By Barbara Falconer Newhall
The red-robed monks have spent days creating this intricate Tibetan sand painting. It’s a sacred mandala. At its center sits the Ashokbhya Buddha. Meditating on his image will help you overcome your anger and hatred. In his hand the Ashokbhya Buddha holds the vajra scepter representing unshakable enlightenment. The painting is nearly finished, and it is exquisite.
You lean into the painting for a closer look. You hold your cell phone over it to snap a picture. The phone slips from your fingers and drops with a thud. Sand scatters. White sand mixes with green and one corner of the priceless, sacred mandala is destroyed.
What happens next?
Not a thing. The monks tidy up. And the next day a visitor asks about the jagged bare spot in the mandala (That would be me. Because, no, I’d never hold my cell phone over a sacred Buddhist sand painting, would I?).
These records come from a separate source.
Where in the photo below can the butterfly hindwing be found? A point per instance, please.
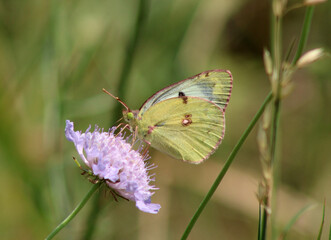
(187, 128)
(213, 85)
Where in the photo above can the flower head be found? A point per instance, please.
(111, 158)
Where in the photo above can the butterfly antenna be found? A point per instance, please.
(119, 120)
(117, 98)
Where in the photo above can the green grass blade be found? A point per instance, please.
(226, 167)
(129, 56)
(304, 33)
(74, 212)
(322, 223)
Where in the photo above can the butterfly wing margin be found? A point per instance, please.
(189, 131)
(213, 85)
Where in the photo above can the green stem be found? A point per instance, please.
(74, 212)
(92, 217)
(304, 33)
(226, 167)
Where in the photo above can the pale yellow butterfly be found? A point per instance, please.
(184, 120)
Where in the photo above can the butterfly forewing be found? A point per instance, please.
(187, 128)
(213, 85)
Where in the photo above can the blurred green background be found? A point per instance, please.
(55, 58)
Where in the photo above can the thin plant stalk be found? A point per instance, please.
(226, 167)
(129, 56)
(277, 60)
(74, 212)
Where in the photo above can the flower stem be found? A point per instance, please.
(226, 167)
(74, 212)
(304, 33)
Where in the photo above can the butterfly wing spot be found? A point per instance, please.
(187, 120)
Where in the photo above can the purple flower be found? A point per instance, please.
(111, 158)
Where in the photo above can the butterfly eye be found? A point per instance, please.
(130, 115)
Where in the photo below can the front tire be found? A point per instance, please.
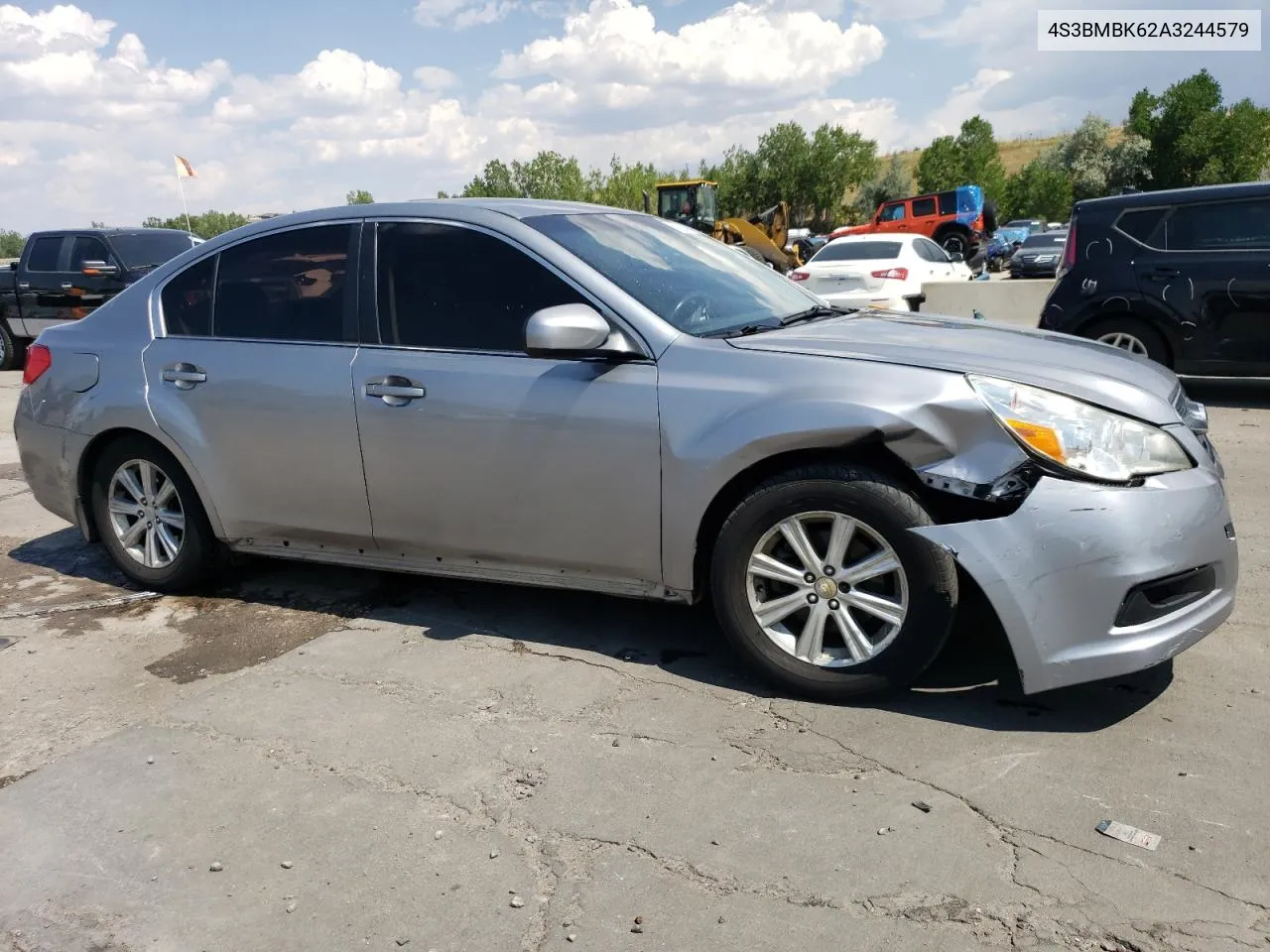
(150, 518)
(821, 585)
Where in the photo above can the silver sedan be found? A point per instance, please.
(556, 394)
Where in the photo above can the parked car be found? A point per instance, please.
(634, 408)
(957, 220)
(63, 276)
(1038, 257)
(1182, 277)
(870, 271)
(1034, 226)
(1002, 244)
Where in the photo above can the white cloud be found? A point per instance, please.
(461, 14)
(744, 46)
(64, 30)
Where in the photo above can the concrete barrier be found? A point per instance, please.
(1012, 301)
A monk smiles with equanimity.
“Nothing is perfect,” he says.
A few days later, in an act symbolizing the temporariness of all things, the monks — with equanimity — swirl the sand on the table, mixing it together, destroying their week’s work.
PS: Just so you know, the word Islam means equanimity — surrender to what is.
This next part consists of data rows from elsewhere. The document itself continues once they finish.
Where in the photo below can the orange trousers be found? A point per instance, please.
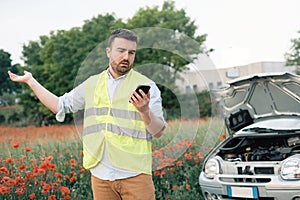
(140, 187)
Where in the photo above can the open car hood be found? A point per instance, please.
(253, 98)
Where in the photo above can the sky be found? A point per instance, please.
(240, 31)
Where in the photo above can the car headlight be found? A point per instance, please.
(291, 168)
(212, 168)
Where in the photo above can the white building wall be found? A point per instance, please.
(205, 76)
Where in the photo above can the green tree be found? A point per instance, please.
(293, 55)
(7, 86)
(55, 60)
(168, 42)
(65, 58)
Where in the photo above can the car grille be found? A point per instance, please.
(250, 175)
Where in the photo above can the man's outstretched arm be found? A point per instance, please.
(45, 96)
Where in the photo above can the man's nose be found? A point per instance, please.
(125, 55)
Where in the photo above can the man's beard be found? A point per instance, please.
(122, 68)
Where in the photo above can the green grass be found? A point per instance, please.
(46, 169)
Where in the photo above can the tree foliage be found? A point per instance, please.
(293, 56)
(65, 58)
(7, 86)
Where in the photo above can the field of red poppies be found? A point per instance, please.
(46, 162)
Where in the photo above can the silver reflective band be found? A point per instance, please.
(113, 112)
(117, 130)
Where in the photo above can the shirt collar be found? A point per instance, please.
(112, 78)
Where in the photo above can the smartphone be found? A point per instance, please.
(145, 89)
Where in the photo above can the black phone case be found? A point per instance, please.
(145, 89)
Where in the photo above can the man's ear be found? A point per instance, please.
(108, 52)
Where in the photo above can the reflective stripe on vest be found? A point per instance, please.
(117, 124)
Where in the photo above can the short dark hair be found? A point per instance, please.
(122, 33)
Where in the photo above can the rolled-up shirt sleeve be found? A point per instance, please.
(155, 103)
(71, 102)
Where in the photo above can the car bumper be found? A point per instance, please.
(276, 188)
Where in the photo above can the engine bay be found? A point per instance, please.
(260, 147)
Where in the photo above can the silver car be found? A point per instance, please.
(260, 159)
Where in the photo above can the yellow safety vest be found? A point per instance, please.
(116, 124)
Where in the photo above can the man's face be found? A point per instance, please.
(121, 56)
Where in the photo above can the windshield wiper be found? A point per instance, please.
(269, 130)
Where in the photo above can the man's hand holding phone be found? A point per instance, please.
(140, 96)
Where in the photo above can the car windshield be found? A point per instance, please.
(270, 130)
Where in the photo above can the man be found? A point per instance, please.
(118, 122)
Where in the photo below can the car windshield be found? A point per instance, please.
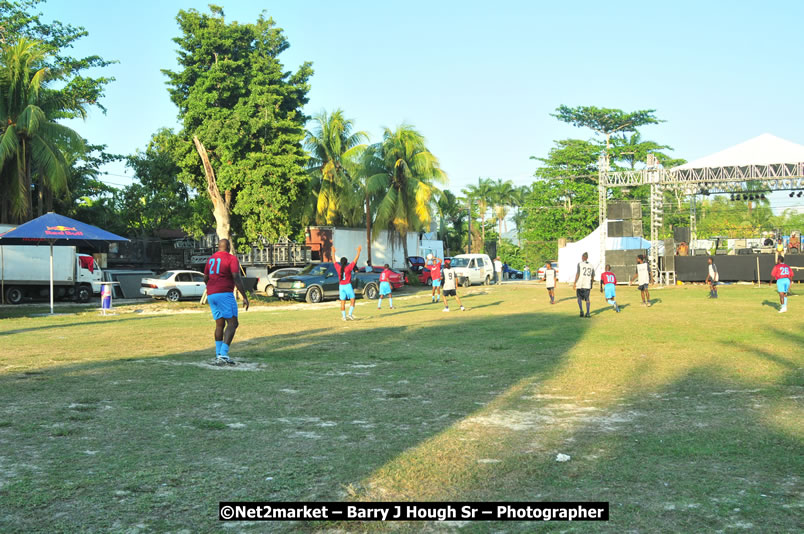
(315, 269)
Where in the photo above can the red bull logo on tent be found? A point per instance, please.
(62, 231)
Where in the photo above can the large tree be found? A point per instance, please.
(409, 174)
(243, 123)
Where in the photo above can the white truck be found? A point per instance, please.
(25, 272)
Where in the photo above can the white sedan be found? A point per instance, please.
(174, 285)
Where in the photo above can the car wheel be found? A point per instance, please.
(314, 295)
(83, 294)
(370, 292)
(14, 295)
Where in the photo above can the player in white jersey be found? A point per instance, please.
(450, 285)
(584, 278)
(644, 278)
(550, 281)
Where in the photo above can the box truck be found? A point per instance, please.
(25, 272)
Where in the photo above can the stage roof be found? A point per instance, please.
(765, 149)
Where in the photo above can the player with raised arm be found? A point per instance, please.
(550, 281)
(644, 278)
(450, 285)
(221, 276)
(712, 278)
(584, 279)
(344, 269)
(783, 275)
(385, 287)
(609, 282)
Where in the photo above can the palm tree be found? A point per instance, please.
(331, 145)
(31, 144)
(502, 196)
(482, 195)
(404, 174)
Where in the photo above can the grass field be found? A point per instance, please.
(686, 416)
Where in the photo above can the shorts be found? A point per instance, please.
(783, 285)
(609, 291)
(346, 292)
(385, 288)
(223, 305)
(582, 294)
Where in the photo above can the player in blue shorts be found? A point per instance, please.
(385, 287)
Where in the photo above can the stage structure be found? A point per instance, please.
(775, 163)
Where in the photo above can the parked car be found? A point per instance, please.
(416, 264)
(540, 272)
(267, 284)
(319, 281)
(174, 285)
(473, 269)
(395, 279)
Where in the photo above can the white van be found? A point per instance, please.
(473, 269)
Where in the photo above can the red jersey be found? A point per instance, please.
(782, 270)
(435, 270)
(385, 276)
(344, 277)
(221, 268)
If you enjoyed this post, you might like “Religion Scholar Huston Smith at 93: ‘Be Happy!'” or “Buddhist Teacher Jack Kornfield on Sex, Drugs and Enlightenment.”
For more about my newly released book, Wrestling with God: Stories of Doubt and Faith, go to WrestlingWithGodBook.com. In the book, Buddhist teacher Martin Verhoeven tells the story of how he maintained his equanimity when a man pointed a gun at him during his 650-mile bowing pilgrimage up the California coast.
Video of the creation of a Tibetan sand mandala at Sonoma State University in 2011.
Mizuki says
Thank you for sharing. I have told so many people about the amazing sand-sculpture.
Rich W says
A perfect demonstration of the Buddhist philosophy!
Everything is transitory, life is an illusion.
Barbara Falconer Newhall says
That’s what the monk seemed to think. A hole in the mandala — a perfect metaphor for life’s imperfection.